Finding Hope in a Disintegrating World

Finding Hope in a Disintegrating World

Micah 7:1-7

“But as for me, I will watch expectantly for the Lord; I will wait for the God of my salvation My God will hear me.”


            Micah saw the world around him collapsing.  No longer were people pursuing righteousness.  No longer were they seeking to obey God.  As Micah looks about him, he feels like a fruit picker who enters the harvest fields and finds the harvest barren (vs. 1).  He laments that the godly have perished from the land. There is no longer any upright person (vs. 2).  Instead of pursuing righteousness, they have embraced evil (vs. 3).  Even the family was collapsing as children rejected the instruction of their parents (vs. 6).  

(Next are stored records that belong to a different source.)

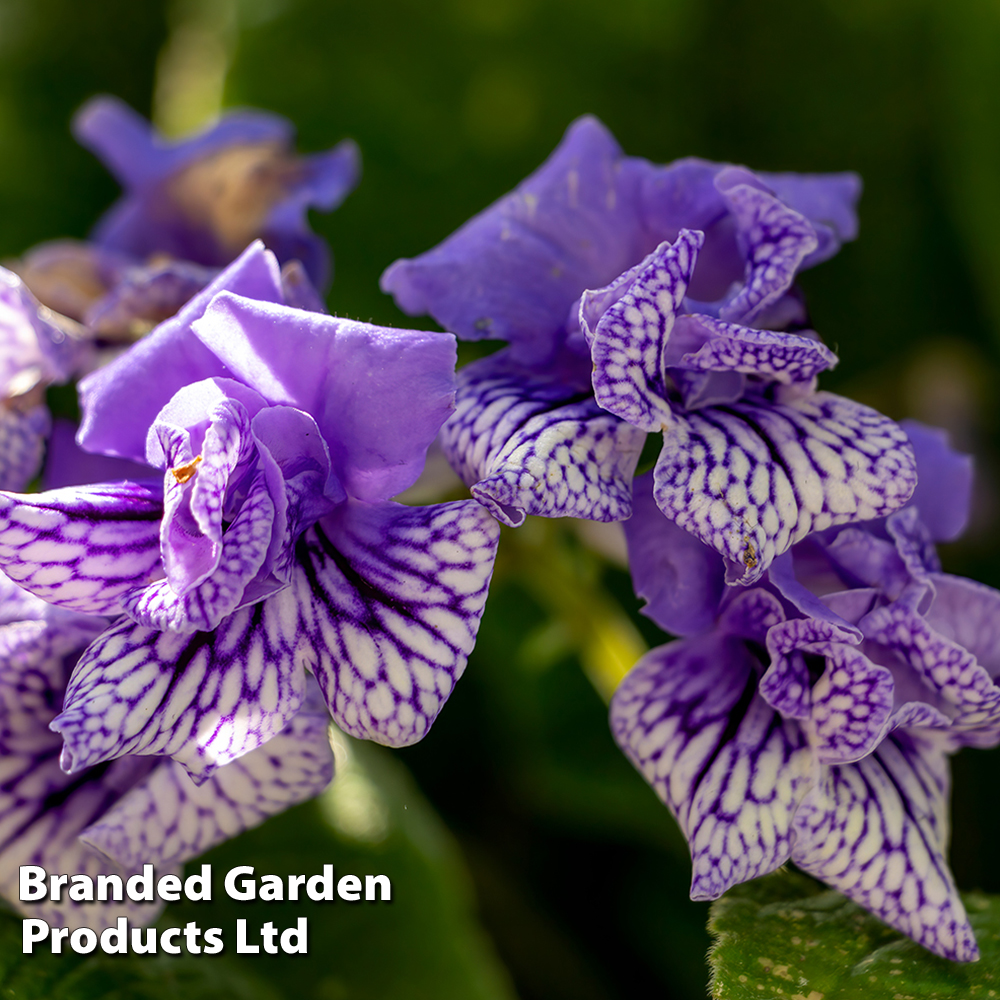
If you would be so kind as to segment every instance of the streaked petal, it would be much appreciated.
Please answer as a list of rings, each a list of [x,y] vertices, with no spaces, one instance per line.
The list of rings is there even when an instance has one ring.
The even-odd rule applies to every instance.
[[[201,785],[176,761],[164,761],[80,839],[126,868],[197,857],[330,783],[328,724],[325,710],[303,710],[266,746],[220,767]]]
[[[499,521],[628,517],[645,434],[598,407],[585,386],[585,376],[539,377],[501,355],[459,373],[441,447]]]
[[[81,844],[77,836],[154,766],[129,758],[83,775],[65,774],[59,767],[62,741],[47,728],[62,680],[44,670],[4,670],[0,675],[0,894],[25,916],[55,926],[100,930],[119,916],[155,919],[162,904],[74,903],[65,891],[62,902],[17,902],[20,865],[127,879],[132,871]]]
[[[196,781],[276,736],[302,704],[289,591],[214,632],[159,632],[123,620],[84,652],[52,727],[77,773],[123,754],[163,754]]]
[[[869,612],[861,621],[865,638],[898,653],[929,692],[952,706],[952,729],[962,731],[965,741],[994,745],[1000,739],[1000,687],[968,649],[935,631],[908,598]],[[926,700],[933,702],[933,696]]]
[[[652,472],[632,484],[625,522],[628,562],[642,613],[672,635],[692,635],[715,621],[726,568],[718,552],[665,517],[653,500]]]
[[[825,392],[678,414],[663,440],[656,502],[726,557],[732,583],[811,532],[891,513],[916,482],[897,424]]]
[[[723,306],[720,319],[748,326],[785,293],[802,262],[819,246],[809,220],[759,184],[741,167],[730,167],[715,180],[746,255],[743,287]]]
[[[681,230],[611,289],[584,292],[580,322],[594,360],[594,395],[608,412],[644,431],[669,425],[664,352],[694,272],[704,234]],[[602,307],[598,314],[597,307]]]
[[[952,542],[965,530],[972,504],[973,461],[971,455],[955,451],[948,432],[927,427],[916,420],[903,420],[900,427],[917,456],[917,488],[910,503],[920,512],[931,537]],[[947,483],[947,489],[941,484]]]
[[[236,519],[222,536],[222,553],[212,575],[178,594],[160,580],[128,594],[122,606],[137,624],[175,632],[211,631],[240,606],[247,585],[263,566],[271,542],[274,503],[258,474]]]
[[[686,316],[706,338],[682,364],[704,371],[735,371],[790,384],[809,382],[837,364],[837,355],[814,337],[755,330],[710,316]]]
[[[389,746],[426,734],[475,644],[498,537],[474,500],[348,501],[302,536],[300,655],[341,729]]]
[[[691,845],[694,899],[773,871],[791,852],[812,754],[756,687],[747,646],[716,632],[648,653],[612,699],[615,739]]]
[[[803,720],[821,764],[871,753],[889,729],[893,676],[856,648],[858,637],[830,622],[793,619],[770,630],[771,667],[760,693],[783,715]],[[804,657],[822,657],[810,686]]]
[[[69,486],[0,496],[0,567],[60,607],[118,614],[122,597],[162,576],[157,483]]]
[[[796,814],[792,860],[935,954],[975,961],[944,856],[947,797],[940,744],[891,733],[863,760],[825,769]]]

            As we look about us, the condition of Micah’s day parallels our own.  No longer are people pursuing the truth.  Biblical morality, which has served as the bedrock of our society for generations, is now rejected as old-fashioned as we embrace immorality. In Romans 1:32, Paul describes the final stage of unbelief and its consequences.  The final stage of moral collapse is when people  “know the ordinance of God, that those who practice sin are worthy of death, not only do they do these things but also give hearty approval to those who practice them.”  We see this in our own culture.  We see the celebration and acceptance of sexual immorality,  abortion, drugs, violence, and rebellion against authority in the name of freedom and self-expression.  Tragically the rejection of a biblical worldview is not only prevalent in our culture; it is infiltrating the church.  In a recent study by the Cultural Research Center at Arizona Christian University, less than 37% of Christian pastors affirm a Biblical worldview.  For churches over 250, the number drops to 15%.  

            How do we have hope in a self-indulgent world?  How do we respond as we see our culture's moral and spiritual fabric crumble?  Micah gives us the answer.  Rather than capitulate to the whims of his culture or give in to despair, he reaffirms his faith and trust in God (vs. 7).  He watches expectantly for the Lord and His salvation.  Even as Micah’s culture descends into spiritual darkness, the Lord remains his light (vs. 8).  Instead of looking in despair at the culture about him, he trusts in the sovereign plan of God, who continues to work out his redemptive plan in history.  He turns his eyes from the present spiritual catastrophe and sees the hope of God’s redemptive future that God will come and act, and he will bring salvation to those who trust in him.

            When we see the rejection of God in our culture, we are not to give in to the spiritual depression that undermines our faith and silences our message.  Instead, we must trust in God and place our confidence in him.  Our trust is not in a political party or the wisdom (or folly) of men; our faith is in the sovereign God of the universe who executes his plan without hindrance or interference.  When people reject God and say they will throw off his moral restraint, “he who sits in the heavens laughs, The Lord scoffs at them” (Psalm 2:1-4).  Instead of cowering in silence, we need to boldly proclaim Christ’s salvation, for He is the answer that people long to find, and only through Him will people discover genuine joy and peace.  Instead of fearing the future, we can have confidence because we know who is in sovereign control of the present and the future, and he will dictate the outcome.